Os séculos 18 e 19 são sua especialidade - ainda bem que o livro se ocupa majoritariamente da música nesse período. O ponto alto é o suculento capítulo Libertação, que mostra como a música foi um dos motores dos sentimentos políticos nacionalistas na fragmentada Europa do século 19.

Blanning erra quando muda o registro conceitual ao lidar com a música a partir da segunda metade do século 19 - justamente o período em que se iniciou a massificação do consumo e se bifurcou a criação musical. Para ficar do lado da música popular, a detentora do triunfo do título, ele se permite uma licença teórica discutível: de repente, passa a enxergar só nas músicas populares razão de ser no mundo de hoje. "Muitos acreditam que a história da música nos últimos 100 anos esteve longe de um progresso triunfal. Eles afirmam que a música da tradição clássica desapareceu num mundo sônico estratosférico de "plins" e "plons" acessível só aos demais músicos, enquanto a música popular mergulhou cada vez mais nos subterrâneos da vulgaridade ofensiva."

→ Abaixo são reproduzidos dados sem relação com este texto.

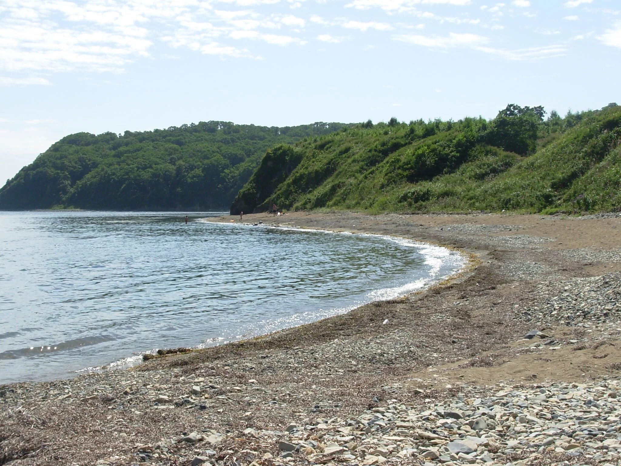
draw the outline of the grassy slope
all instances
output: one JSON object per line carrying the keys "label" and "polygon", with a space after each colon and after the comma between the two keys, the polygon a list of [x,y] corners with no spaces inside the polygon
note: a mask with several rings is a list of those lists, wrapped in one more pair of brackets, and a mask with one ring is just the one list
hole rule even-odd
{"label": "grassy slope", "polygon": [[0,209],[210,209],[230,204],[268,148],[340,123],[268,127],[201,122],[55,143],[0,188]]}
{"label": "grassy slope", "polygon": [[356,127],[271,151],[231,211],[600,211],[621,208],[621,107],[546,134],[532,155],[489,144],[491,122]]}

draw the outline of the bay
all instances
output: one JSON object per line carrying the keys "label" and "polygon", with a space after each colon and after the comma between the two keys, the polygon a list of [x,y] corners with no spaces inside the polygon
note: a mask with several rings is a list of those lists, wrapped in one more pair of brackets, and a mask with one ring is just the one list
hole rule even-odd
{"label": "bay", "polygon": [[400,239],[204,221],[223,213],[0,212],[0,383],[307,323],[464,263]]}

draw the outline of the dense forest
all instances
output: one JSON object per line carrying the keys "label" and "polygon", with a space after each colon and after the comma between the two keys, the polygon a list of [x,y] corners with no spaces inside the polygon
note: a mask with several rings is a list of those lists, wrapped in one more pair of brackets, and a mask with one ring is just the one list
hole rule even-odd
{"label": "dense forest", "polygon": [[546,114],[511,104],[489,121],[369,121],[280,144],[231,213],[621,209],[621,106]]}
{"label": "dense forest", "polygon": [[228,209],[265,151],[345,127],[221,121],[153,131],[71,134],[0,189],[0,209]]}

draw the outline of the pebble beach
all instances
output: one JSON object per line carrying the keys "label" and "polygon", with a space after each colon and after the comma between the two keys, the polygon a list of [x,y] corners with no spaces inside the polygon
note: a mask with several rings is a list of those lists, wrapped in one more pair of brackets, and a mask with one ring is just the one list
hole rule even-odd
{"label": "pebble beach", "polygon": [[406,237],[470,263],[251,340],[0,386],[0,464],[621,464],[619,214],[244,220]]}

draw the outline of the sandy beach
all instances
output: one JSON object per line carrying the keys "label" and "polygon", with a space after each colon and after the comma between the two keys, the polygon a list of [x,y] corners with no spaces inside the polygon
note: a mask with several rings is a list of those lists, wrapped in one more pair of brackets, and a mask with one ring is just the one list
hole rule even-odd
{"label": "sandy beach", "polygon": [[621,214],[244,216],[259,221],[471,266],[252,340],[0,386],[0,465],[621,464]]}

O público, portanto, joga ambas no inferno, mas Blanning esquece a qualidade e recorre equivocadamente ao critério da durabilidade coma chancela de triunfo da música popular. "Enquanto os critérios estéticos são passageiros, a capacidade de agradar a uma geração após a outra se confirma pela objetividade." O argumento aplica-se aos Beatles, mas cairia melhor em nomes como Bach, Vivaldi, Mozart e Beethoven, há bons séculos em cartaz. Na conclusão, cita pesquisa com 600 mil pessoas em 2000, que elegeu John Lennon "o músico mais influente de todos os tempos", à frente de Bach (7.º lugar) e Mozart (10.º). "Este é um livro sobre o triunfo da música, não sobre o triunfo dos músicos (e certamente não músicos com atuação na tradição clássica)". Uma afirmação vale só para as partes finais dos capítulos.

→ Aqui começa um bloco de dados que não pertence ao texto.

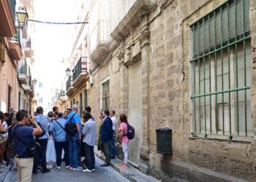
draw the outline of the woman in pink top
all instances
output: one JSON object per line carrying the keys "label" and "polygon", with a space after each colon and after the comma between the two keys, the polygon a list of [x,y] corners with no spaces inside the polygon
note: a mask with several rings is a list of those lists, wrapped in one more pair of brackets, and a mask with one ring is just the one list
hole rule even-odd
{"label": "woman in pink top", "polygon": [[117,143],[117,145],[119,146],[121,143],[123,152],[124,154],[124,163],[120,165],[120,167],[125,169],[127,168],[128,162],[129,139],[125,135],[125,134],[127,133],[127,116],[124,114],[120,115],[120,122],[121,124],[118,129],[118,142]]}

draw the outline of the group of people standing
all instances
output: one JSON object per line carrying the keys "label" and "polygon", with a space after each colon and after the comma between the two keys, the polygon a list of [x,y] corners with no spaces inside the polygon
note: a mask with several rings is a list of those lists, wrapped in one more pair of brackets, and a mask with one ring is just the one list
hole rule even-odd
{"label": "group of people standing", "polygon": [[[34,116],[26,110],[18,111],[15,114],[16,122],[12,123],[10,134],[15,151],[18,181],[31,181],[32,173],[50,172],[50,168],[53,167],[50,162],[56,162],[58,170],[61,169],[61,161],[64,161],[67,169],[86,173],[95,170],[94,148],[97,124],[91,114],[89,106],[86,107],[83,112],[83,122],[78,111],[77,105],[73,105],[72,109],[64,113],[59,112],[58,108],[53,107],[53,111],[44,115],[43,108],[39,106]],[[99,116],[102,122],[99,128],[98,149],[105,156],[105,161],[101,167],[109,166],[110,159],[116,158],[117,119],[115,115],[115,111],[104,111]],[[0,118],[1,121],[4,121],[4,118]],[[128,125],[125,114],[120,115],[120,122],[116,145],[121,144],[124,154],[124,160],[120,164],[120,167],[127,168],[129,139],[126,136]],[[75,128],[74,133],[69,132],[70,126]],[[0,127],[1,135],[8,129],[1,130]],[[39,152],[34,152],[35,154],[32,155],[33,149],[37,146]],[[64,159],[61,157],[63,152]],[[85,157],[83,161],[82,157]]]}

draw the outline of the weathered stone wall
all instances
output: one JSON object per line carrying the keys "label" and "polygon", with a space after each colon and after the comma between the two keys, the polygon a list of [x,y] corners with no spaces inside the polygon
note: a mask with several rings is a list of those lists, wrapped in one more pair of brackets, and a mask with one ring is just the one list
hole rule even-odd
{"label": "weathered stone wall", "polygon": [[[107,76],[110,78],[110,108],[118,114],[127,114],[129,67],[141,61],[143,130],[138,131],[143,132],[140,157],[148,162],[150,173],[163,181],[168,181],[175,175],[170,164],[173,160],[256,180],[255,142],[192,138],[190,134],[189,49],[191,42],[188,28],[193,21],[225,1],[156,1],[151,12],[140,17],[139,23],[134,25],[129,33],[119,40],[117,48],[93,72],[89,105],[94,117],[97,117],[101,109],[99,83]],[[250,1],[252,45],[255,47],[256,27],[252,23],[256,20],[256,2]],[[255,52],[252,52],[252,58],[256,57]],[[253,69],[253,81],[255,76]],[[255,129],[256,87],[255,82],[252,82],[252,111]],[[155,130],[165,127],[173,130],[172,156],[156,153]]]}
{"label": "weathered stone wall", "polygon": [[[163,168],[167,168],[167,164],[176,159],[251,181],[256,180],[255,142],[190,138],[189,25],[225,1],[173,1],[150,25],[151,47],[153,50],[149,76],[149,118],[152,126],[150,164],[158,175],[159,173],[162,176],[168,175],[167,170]],[[251,1],[251,9],[255,9],[255,1]],[[250,13],[251,22],[253,22],[255,10]],[[192,15],[194,17],[190,22],[187,21]],[[253,30],[255,28],[252,24],[255,23],[251,23],[253,46],[255,39]],[[255,71],[252,71],[254,72]],[[255,82],[252,85],[252,100],[255,93]],[[254,101],[252,103],[253,107]],[[252,110],[252,114],[255,113],[255,108]],[[169,158],[155,153],[154,130],[164,127],[173,129],[173,155]]]}

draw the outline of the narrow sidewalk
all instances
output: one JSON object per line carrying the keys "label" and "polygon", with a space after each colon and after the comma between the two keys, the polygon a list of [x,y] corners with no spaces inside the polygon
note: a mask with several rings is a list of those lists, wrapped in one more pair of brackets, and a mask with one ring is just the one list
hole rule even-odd
{"label": "narrow sidewalk", "polygon": [[[94,154],[100,159],[105,160],[104,157],[99,157],[100,151],[97,150],[97,147],[94,146]],[[150,182],[158,182],[159,180],[153,178],[152,176],[147,175],[141,173],[139,170],[136,169],[133,166],[128,164],[128,167],[127,169],[121,169],[119,164],[122,162],[118,159],[111,159],[110,165],[111,167],[118,171],[121,175],[127,178],[131,181],[150,181]]]}
{"label": "narrow sidewalk", "polygon": [[0,181],[4,181],[5,177],[10,171],[10,165],[7,166],[6,164],[0,164]]}

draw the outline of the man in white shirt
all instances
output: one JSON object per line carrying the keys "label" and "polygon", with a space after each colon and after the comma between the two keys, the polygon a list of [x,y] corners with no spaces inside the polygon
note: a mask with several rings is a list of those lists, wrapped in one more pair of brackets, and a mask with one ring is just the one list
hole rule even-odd
{"label": "man in white shirt", "polygon": [[110,111],[110,116],[113,123],[113,138],[110,141],[110,156],[111,159],[116,158],[116,146],[115,146],[115,138],[116,138],[116,111],[114,110],[111,110]]}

Blanning é apaixonado pelos clássicos, mas fica inseguro ao lidar com o universo popular. Enfatiza a participação do pianista Wynton Kelly em A Love Supreme, a suíte gravada pelo saxofonista John Coltrane nos anos 60 - mas foi McCoy Tyner o parceiro-chave nessa obra-prima do jazz. Erro chato.

Por isso, parece a contragosto apelar ao critério quantitativo para determinar o triunfo no reino da música, pois para isso tem de jogar na lata do lixo a maior parte da produção dos grandes do passado. "Em termos quantitativos, porém, o futuro residia na música popular", escreve a propósito da explosão da música gravada nos anos 30/50. E clama, depois de citar uma frase do pesquisador inglês Michael Chanan, um dos mais inteligentes historiadores sociais da música: "Quando é que os valores musicais não foram relativos?, pode-se perguntar. Grande parte da música de vanguarda sobre a qual Chanan escreve com tanto entusiasmo pode também ser classificada como "poluição sonora", embora não a obra 4"33"" de John Cage, que consiste em 4 minutos e 33 segundos de silêncio". É um dos raros momentos em que parte para a gozação explícita gratuita e de mau gosto. Prega a etiqueta cômoda do elitismo para se safar da real aporia da questão: "Para certo tipo de intelectual que acha que sabe do que o povo deveria gostar, esse processo de expansão é uma experiência deprimente".

A discussão seria longa e não cabe aqui. Tais destemperos não invalidam este livro formidável pelo volume de informações e a inteligência e leveza com que trata da música como fenômeno antes de tudo social. No oceano de frases bem sacadas por Blanning, fico com uma de Felix McGlennon, irlandês que fez sucesso como autor de cançonetas do music hall britânico da passagem dos séculos 19/20: "Existe, vou lhe contar, uma grande arte em tornar o lixo aceitável". Até agora, juro, não descobri que arte é essa.